Today, Dr. Francis is giving a talk titled "Two Studies in Using Graphical Model for Infrastructure Risk Models" discussing some recent peer-reviewed conference papers given at ICVRAM and PSAM11/ESREL12. The abstract for today's talk is:
In this talk, I will discuss the use of Bayesian Belief Networks (BBNs) and Classification and Regression Trees (CART) for infrastructure risk modeling. In the first case study, we focus on supporting risk models used to quantify economic risk due to damage to building stock attributable to hurricanes. The increasingly complex interaction between natural hazards and human activities requires more accurate data to describe the regional exposure to potential loss from physical damage to buildings and infrastructure. While databases contain information on the distribution and features of the building stock, infrastructure, transportation, etc., it is not unusual that portions of the information are missing from the available databases. Missing or low quality data compromise the validity of regional loss projections. Consequently, this paper uses Bayesian Belief Networks and Classification and Regression Trees to populate the missing information inside a database based on the structure of the available data. In the second case study, we use Bayesian Belief Networks (BBNs) to construct a knowledge model for pipe breaks in a water zone. BBN modeling is a critical step towards real-time distribution system management. Development of expert systems for analyzing real-time data is not only important for pipe break prediction, but is also a first step in preventing water loss and water quality deterioration through the application of machine learning techniques to facilitate real-time distribution system monitoring and management.

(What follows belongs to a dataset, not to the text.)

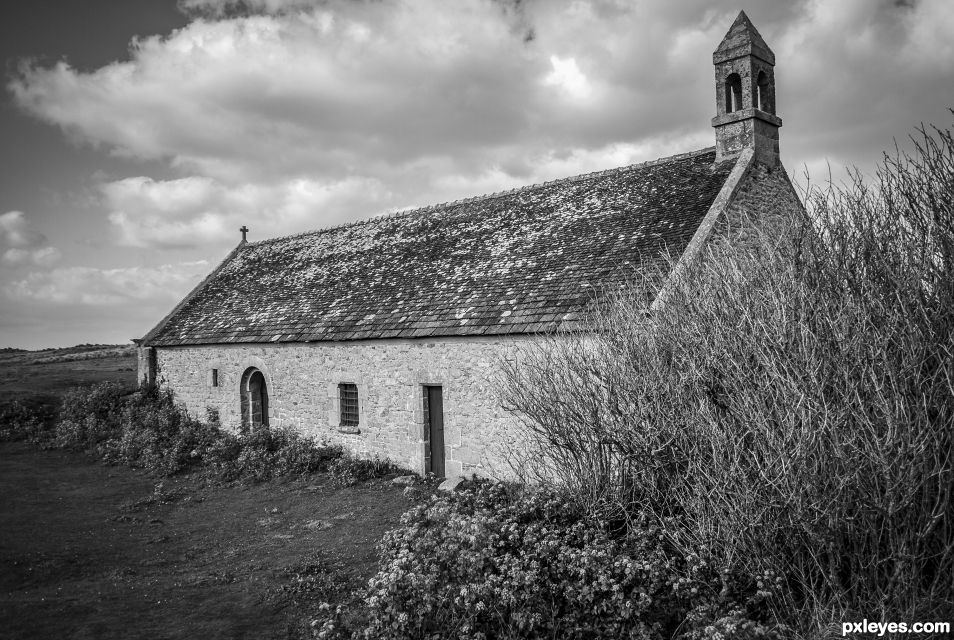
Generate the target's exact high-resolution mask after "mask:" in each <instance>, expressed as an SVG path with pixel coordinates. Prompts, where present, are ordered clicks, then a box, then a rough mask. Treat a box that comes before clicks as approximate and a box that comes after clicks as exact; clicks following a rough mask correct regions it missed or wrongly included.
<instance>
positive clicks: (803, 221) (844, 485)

Our model is based on pipe breaks and covariate data from a mid-Atlantic United States (U.S.) drinking water distribution system network. The expert model is learned using a conditional independence test method, a score-based method, and a hybrid method, then subjected to 10-fold cross validation based on log-likelihood scores.
This talk is hosted by Ketra Schmitt in the Center for Engineering in Society on the Faculty of Engineering and Computer Science.